Sur les aspects spécifiques de la littérature arabe, l’accent sera également mis sur le présent et l’avenir. Ainsi, deux colloques seront consacrés aux « tendances contemporaines dans le poème arabe » et au « théâtre arabe et les courants mondiaux contemporains ». D’autres symposiums se pencheront sur la rectification de concepts erronés : « Le malentendu mutuel entre le monde arabe et l’Europe » et « La tolérance dans la culture arabe ».

Le programme de la Foire regroupe aussi des lectures littéraires de poètes, romanciers, dramaturges, qui sont de grands noms dans le monde arabe comme Mahmoud Darwich, Ahmad Abdel-Moeti Hégazi, Hanna Mina, Gamal Al-Ghitani, Assia Gabbar, Edward Al-Kharrat, Hanane Al-Cheikh, Mohamad Barrada, Sahar Khalifa, Mourid Al-Barghouthi, Khaïri Chalabi et autres.
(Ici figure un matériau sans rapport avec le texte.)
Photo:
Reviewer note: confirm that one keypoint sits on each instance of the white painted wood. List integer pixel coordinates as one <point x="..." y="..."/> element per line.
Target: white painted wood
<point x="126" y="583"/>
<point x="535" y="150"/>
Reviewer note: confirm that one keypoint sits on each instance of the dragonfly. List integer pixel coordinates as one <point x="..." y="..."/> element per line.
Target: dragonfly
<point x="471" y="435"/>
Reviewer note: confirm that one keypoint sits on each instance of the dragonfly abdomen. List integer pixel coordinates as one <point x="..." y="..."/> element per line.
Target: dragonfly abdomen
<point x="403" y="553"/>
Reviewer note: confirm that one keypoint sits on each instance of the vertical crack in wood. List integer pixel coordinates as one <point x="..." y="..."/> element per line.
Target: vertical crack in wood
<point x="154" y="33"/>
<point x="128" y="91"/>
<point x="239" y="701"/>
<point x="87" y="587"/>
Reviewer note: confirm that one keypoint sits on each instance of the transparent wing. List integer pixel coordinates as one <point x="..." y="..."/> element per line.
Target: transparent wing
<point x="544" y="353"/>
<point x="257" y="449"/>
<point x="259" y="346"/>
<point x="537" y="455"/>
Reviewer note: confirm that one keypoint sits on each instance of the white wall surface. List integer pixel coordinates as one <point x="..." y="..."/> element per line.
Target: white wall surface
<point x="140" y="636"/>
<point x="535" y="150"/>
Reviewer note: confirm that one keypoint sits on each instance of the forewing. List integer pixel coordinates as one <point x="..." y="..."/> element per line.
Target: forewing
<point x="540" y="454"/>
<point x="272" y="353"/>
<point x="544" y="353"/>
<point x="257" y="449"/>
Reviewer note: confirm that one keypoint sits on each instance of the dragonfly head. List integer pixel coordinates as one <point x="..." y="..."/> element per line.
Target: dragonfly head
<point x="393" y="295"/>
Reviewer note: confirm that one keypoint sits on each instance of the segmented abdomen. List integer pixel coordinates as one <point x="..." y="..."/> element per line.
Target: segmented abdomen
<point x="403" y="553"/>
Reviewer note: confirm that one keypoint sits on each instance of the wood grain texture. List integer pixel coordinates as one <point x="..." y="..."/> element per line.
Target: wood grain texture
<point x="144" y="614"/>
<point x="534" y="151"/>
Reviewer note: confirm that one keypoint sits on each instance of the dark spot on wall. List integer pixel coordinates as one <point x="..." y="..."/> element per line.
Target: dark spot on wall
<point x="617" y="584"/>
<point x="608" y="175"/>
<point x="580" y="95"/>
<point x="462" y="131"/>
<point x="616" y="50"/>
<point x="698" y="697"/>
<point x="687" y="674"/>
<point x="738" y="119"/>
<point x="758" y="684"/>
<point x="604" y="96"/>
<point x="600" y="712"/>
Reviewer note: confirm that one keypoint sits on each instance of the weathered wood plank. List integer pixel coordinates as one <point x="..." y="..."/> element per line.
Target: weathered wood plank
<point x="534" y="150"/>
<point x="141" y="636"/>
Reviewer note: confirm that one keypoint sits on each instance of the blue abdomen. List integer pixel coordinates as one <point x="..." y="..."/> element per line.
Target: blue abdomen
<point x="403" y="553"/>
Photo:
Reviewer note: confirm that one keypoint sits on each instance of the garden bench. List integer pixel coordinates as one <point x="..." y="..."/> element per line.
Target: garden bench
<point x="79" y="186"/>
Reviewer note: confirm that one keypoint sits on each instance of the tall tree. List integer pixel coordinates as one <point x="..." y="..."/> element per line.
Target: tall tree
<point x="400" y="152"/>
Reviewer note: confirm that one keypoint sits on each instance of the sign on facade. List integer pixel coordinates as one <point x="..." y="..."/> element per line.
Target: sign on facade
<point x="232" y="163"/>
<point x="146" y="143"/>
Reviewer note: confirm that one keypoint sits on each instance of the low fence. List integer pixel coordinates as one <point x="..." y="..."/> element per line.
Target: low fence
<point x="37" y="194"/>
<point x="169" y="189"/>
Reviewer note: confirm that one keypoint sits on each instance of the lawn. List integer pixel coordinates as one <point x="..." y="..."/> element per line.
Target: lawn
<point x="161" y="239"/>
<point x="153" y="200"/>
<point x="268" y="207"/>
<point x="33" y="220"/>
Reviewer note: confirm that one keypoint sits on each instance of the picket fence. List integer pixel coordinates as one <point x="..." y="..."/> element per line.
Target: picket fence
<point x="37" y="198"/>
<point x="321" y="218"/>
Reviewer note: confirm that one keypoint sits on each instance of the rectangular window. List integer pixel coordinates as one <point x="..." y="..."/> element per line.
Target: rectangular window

Pour ce qui est des arts, il y a une énorme exposition d’arts plastiques avec la participation de plus de 100 artistes. Une deuxième pour les dessins d’enfants, une troisième dédiée aux métiers traditionnels et à l’artisanat et une quatrième sur l’art de la caricature politique et la calligraphie. Sans oublier des expositions historiques sur des thèmes variés : « Anciens manuscrits » présentée par la Bibliothèque d’Alexandrie, « Les Arabes et les sciences » sur les différentes découvertes scientifiques arabes.

Outre le spectacle dansant de l’inauguration, des spectacles musicaux sont au programme, comme ceux des troupes libanaises Caracala et Charbel Rohana et jordanienne Ram. Un récital de piano sera donné par le duo « Horus » composé de Noura Ramoudi de Hongrie et Ahmad Abou-Zahra d’Egypte. Un autre de luth présenté par Nassir Chamma d’Iraq.

Un grand festival cinématographique sera organisé où seront projetés des films parmi les plus importants produits par le cinéma arabe, notamment Alexandrie ... New York de Youssef Chahine. En marge du festival seront tenus des colloques et des rencontres avec Chahine, Moufida Tlatli et autres.

Peu avant l’inauguration de la foire, j’ai rencontré son vice-président pour les relations extérieures, à la cafétéria de la foire qui présente une gastronomie orientale de la cuisine égyptienne, libanaise et marocaine. Il m’a dit que ce qui a attiré le plus son attention dans le programme de participation arabe est cette riche diversité d’activités artistiques et culturelles. Il a ajouté que le monde doit comprendre que la culture arabe a de multiples dimensions. Le monde arabe se présente à la foire dans toute sa diversité. Ce qui prouve que la pensée arabe est loin d’être rigide comme certains le croient. Elle ressemble plutôt à une grande mosaïque aux multiples couleurs, mais qui forme finalement un seul tableau.

La véritable réussite de la participation arabe à la foire sera le nombre de livres dont les droits de traduction et de publication seront vendus aux éditeurs étrangers, au nombre de 7 000. Si toutes ces activités culturelles et artistiques ne parviennent pas à attirer l’attention des maisons d’édition sur l’importance de notre culture et par conséquent à acheter les droits de nos livres, nous aurons juste réussi à organiser un grand spectacle dont l’effet se terminera à la fin de la foire. Alors que la signature de contrats de traduction et de publication de livres arabes garantit la continuité de l’effet produit par notre participation à la foire. C’est peut-être ce que le président de la foire, F. Neuman, a voulu dire en me confiant que « le défi réel que nous devons relever c’est de faire de la Foire de Francfort le point de départ d’un dialogue entre vous et nous. Francfort doit être le début et non la fin », a-t-il dit.